There is a rather odd issue with this. It can sometimes miss collector
cycles. Everything works as far as allowing concurrent reads and writes
to the data-structure, but its still a big issue. Correcting it makes
the collector more efficient. It will be corrected in my next version.

Btw, Manfred and Pavvo, here is the fix:

if (old_refs == 0 - refs)

Its an odd bug in a sense, because it works either way wrt allowing for
lockfree reads and writes to a shared data-structure, except one can
hold up some collection cycles. The condition is hard to trip.

>             }
>         }
>     }
[...]

"Chris M. Thomasson" <chris.m.thomasson.1@gmail.com>: Feb 08 11:31PM -0800

On 2/7/2021 8:20 PM, Chris M. Thomasson wrote:
> Well, here is a test program.
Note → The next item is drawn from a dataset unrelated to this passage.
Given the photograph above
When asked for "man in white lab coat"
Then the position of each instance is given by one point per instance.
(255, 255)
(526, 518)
When you get some free time, can you
> please try to run it; give it a go?

I need to ask for one more favor, especially to Manfred and Pavvo. Can
you please run this version 0.0.2? It corrected a reference counting
issue in version 0.0.1. Even though the first version works, it can
sometimes miss a collection cycle, and allow memory to grow when it does
not have to. Here is the new version and it contains a lot more debug
stuff to show how your system is reacting to the algorihtm. I am sorry
for missing that counting issue in version 0.0.1. If you can please,
when you get free time, run it again? I need to see your output.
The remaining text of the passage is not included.